Absolutely. Right out of law school, my succession of jobs was an exercise in downward mobility, but I feel that as my salary went down, my satisfaction went up. It would be great if everyone could follow their interests instead of their personal finances. But I realize that’s a luxury; careers are in many ways a matter of compromise.

Several years ago, you wrote a novel called Supreme Ambitions, loosely based on your experience as a judicial clerk. Has your experience fighting COVID-19 provided inspiration for another writing project, maybe a second novel?

I definitely feel that what I have been through would play some role in a new writing project—maybe some type of nonfiction project—but I haven’t figured out what that would be yet.

How about a children’s book!

I think a children’s book would be fun, especially now that I am reading stories to our son. I have sometimes thought, “How hard could it be? It’s not 75,000 words, and there are lots of pictures.” But there’s actually a lot of creativity and ingenuity that goes into some of these books.

At some point in the future, the worst of the pandemic will pass. Do you think any silver linings for lawyers will emerge from this ordeal?

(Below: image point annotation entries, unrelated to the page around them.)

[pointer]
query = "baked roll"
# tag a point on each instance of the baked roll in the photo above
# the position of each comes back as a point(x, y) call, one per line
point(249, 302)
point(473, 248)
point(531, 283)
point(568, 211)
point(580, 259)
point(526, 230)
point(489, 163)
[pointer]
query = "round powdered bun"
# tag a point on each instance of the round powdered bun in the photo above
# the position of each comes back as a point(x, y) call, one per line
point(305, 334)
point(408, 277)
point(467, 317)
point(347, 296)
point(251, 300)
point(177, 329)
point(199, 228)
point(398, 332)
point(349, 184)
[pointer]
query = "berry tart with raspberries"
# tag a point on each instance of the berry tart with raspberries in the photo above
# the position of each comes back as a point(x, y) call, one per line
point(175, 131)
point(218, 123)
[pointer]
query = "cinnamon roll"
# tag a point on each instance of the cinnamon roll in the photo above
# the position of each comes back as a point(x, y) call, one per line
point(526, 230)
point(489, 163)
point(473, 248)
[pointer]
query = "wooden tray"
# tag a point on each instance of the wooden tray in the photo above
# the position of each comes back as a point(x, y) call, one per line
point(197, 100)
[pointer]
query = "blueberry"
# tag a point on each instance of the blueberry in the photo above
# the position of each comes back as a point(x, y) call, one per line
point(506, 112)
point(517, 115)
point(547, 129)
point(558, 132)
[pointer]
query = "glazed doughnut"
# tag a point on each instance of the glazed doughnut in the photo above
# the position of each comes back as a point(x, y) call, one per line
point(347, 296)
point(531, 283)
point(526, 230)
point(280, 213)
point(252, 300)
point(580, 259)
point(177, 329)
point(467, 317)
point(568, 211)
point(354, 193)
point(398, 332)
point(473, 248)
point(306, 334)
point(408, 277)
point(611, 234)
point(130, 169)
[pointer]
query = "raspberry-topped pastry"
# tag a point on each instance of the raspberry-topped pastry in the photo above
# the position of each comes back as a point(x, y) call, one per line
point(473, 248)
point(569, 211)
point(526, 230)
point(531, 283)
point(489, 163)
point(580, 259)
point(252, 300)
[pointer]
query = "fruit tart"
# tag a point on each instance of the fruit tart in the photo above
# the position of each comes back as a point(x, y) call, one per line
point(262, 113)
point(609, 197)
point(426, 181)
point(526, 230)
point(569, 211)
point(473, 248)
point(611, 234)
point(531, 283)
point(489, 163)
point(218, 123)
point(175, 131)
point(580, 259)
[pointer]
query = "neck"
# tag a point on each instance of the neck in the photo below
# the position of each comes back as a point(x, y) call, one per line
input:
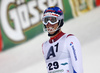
point(55, 34)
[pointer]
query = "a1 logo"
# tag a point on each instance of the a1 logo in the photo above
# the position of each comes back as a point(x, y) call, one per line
point(51, 51)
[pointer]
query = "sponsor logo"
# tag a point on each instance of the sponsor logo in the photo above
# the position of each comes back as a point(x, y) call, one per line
point(71, 44)
point(64, 63)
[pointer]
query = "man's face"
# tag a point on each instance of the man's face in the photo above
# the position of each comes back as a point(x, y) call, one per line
point(50, 27)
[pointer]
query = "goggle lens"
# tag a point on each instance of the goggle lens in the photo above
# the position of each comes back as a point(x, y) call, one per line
point(51, 19)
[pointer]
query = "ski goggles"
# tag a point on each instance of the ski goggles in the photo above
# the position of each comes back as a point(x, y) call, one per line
point(51, 19)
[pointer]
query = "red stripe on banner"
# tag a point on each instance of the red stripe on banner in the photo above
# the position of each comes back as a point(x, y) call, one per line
point(0, 42)
point(98, 2)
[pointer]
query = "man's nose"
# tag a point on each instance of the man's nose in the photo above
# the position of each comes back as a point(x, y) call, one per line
point(49, 24)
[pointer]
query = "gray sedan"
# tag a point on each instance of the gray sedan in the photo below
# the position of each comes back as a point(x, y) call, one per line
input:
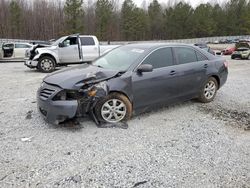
point(131, 78)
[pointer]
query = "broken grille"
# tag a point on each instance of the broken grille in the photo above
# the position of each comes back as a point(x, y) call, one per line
point(46, 93)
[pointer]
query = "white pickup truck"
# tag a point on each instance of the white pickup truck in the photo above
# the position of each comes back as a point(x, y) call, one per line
point(73, 49)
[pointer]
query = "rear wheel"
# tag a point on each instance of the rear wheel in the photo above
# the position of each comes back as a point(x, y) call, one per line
point(114, 108)
point(46, 64)
point(209, 90)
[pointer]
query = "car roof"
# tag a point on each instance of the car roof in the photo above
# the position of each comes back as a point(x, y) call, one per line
point(154, 45)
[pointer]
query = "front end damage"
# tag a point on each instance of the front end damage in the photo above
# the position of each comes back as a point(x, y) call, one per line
point(58, 105)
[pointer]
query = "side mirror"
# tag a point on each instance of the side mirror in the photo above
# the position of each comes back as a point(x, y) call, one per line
point(61, 45)
point(145, 68)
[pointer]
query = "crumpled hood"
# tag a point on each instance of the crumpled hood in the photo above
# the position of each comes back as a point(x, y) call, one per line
point(76, 77)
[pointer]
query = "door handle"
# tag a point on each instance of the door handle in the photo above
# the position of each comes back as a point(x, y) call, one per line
point(172, 73)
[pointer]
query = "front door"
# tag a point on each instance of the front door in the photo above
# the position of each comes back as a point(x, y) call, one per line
point(158, 86)
point(191, 68)
point(69, 50)
point(20, 50)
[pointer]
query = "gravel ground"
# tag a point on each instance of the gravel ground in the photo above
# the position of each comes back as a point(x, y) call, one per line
point(185, 145)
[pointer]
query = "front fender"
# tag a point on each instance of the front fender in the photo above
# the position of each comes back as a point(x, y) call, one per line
point(48, 53)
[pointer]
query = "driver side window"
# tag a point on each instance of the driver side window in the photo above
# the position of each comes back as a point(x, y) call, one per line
point(70, 41)
point(162, 57)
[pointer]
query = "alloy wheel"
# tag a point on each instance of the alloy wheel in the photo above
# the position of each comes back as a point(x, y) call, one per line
point(46, 64)
point(113, 110)
point(210, 90)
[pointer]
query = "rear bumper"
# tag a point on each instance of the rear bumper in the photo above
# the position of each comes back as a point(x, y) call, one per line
point(223, 76)
point(55, 112)
point(234, 56)
point(30, 63)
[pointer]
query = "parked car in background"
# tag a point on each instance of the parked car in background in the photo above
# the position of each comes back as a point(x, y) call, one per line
point(131, 78)
point(241, 53)
point(73, 49)
point(228, 50)
point(40, 42)
point(14, 51)
point(205, 47)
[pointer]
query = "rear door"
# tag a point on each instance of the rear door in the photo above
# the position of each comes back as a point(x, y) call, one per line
point(191, 71)
point(20, 49)
point(90, 48)
point(69, 51)
point(158, 86)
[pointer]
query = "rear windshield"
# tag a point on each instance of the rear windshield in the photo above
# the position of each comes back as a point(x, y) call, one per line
point(120, 58)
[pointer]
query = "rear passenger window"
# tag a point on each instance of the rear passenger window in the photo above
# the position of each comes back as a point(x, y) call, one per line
point(160, 58)
point(200, 57)
point(21, 46)
point(87, 41)
point(185, 55)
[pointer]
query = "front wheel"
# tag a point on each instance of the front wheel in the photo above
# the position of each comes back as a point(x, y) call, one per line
point(114, 108)
point(46, 64)
point(209, 90)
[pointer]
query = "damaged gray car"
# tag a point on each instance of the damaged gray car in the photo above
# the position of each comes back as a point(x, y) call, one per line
point(130, 79)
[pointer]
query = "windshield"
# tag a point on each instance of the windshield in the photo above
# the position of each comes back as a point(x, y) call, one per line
point(58, 41)
point(119, 59)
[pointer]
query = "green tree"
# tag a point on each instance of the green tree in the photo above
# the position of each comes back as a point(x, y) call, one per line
point(103, 12)
point(203, 23)
point(155, 20)
point(220, 20)
point(141, 25)
point(178, 21)
point(237, 17)
point(74, 15)
point(127, 20)
point(134, 22)
point(15, 19)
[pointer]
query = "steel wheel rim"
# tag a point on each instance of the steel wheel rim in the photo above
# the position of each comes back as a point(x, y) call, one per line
point(46, 64)
point(210, 89)
point(113, 110)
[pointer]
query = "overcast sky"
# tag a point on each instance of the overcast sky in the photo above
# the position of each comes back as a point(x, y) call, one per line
point(194, 3)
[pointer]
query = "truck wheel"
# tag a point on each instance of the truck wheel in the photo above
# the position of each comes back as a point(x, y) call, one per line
point(114, 108)
point(208, 91)
point(46, 64)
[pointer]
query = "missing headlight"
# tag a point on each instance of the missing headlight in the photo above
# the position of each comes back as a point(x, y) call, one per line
point(67, 95)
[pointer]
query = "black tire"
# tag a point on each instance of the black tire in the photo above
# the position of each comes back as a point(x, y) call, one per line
point(101, 107)
point(207, 93)
point(46, 64)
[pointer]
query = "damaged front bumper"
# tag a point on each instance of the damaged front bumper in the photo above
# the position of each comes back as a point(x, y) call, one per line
point(30, 63)
point(55, 110)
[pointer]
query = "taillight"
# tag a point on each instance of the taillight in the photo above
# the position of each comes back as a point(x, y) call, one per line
point(226, 64)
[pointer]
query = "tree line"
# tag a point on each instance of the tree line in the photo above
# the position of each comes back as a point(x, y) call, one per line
point(111, 21)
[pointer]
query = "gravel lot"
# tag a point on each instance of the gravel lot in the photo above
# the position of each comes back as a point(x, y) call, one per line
point(185, 145)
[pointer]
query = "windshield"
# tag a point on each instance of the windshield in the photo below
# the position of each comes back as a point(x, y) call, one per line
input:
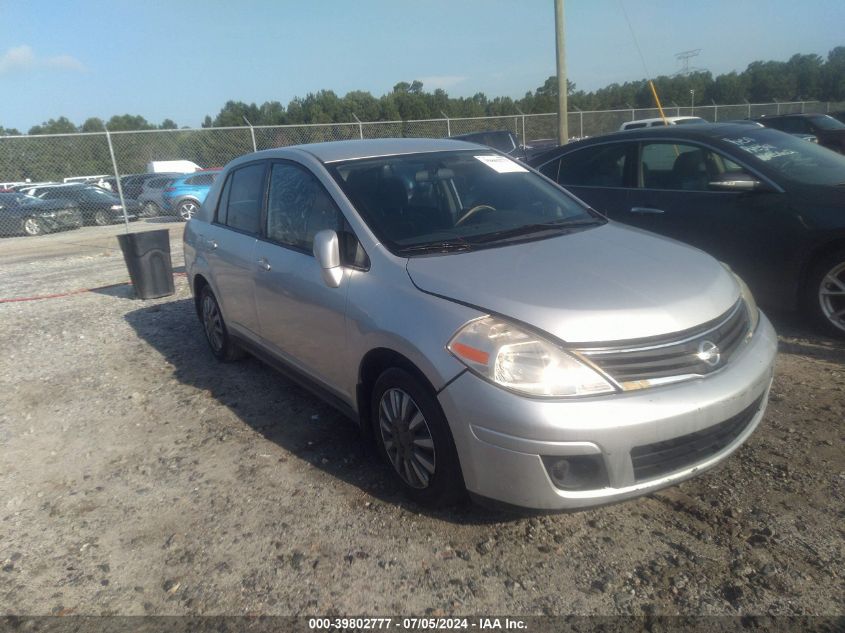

I do think so. We are working less, and we seem to be OK with it—a lot of people are discovering that they like to have meals with their families. There also will be more flexibility when it comes to remote appearances. I don’t think this will replace in-person hearings—there’s still a benefit to being in court with litigants and advocates—but in cases where it would be difficult or expensive, it’s now an option that’s not alien or a huge imposition. A lot of status conferences, routine appearances and uncontested proceedings could be done remotely. My husband is a lawyer, and he just handled a sentencing remotely. I also think it has increased civility and compassion in our profession. I heard a story where a bunch of New York City lawyers working on a document production got a call from opposing counsel in Atlanta who said, “Hey, we know you’ve been hard hit up there. We’re happy to agree to an extension.” That just struck me as very nice. This kindness may just be temporary—once things are back to “normal,” we may go back to our old ways. But this has been so hard and so long-lasting that it might be difficult for people to go exactly back to business as usual. For better or for worse, for those of us who had COVID and those who did not, this time will go down as one of the most consequential periods in our lives.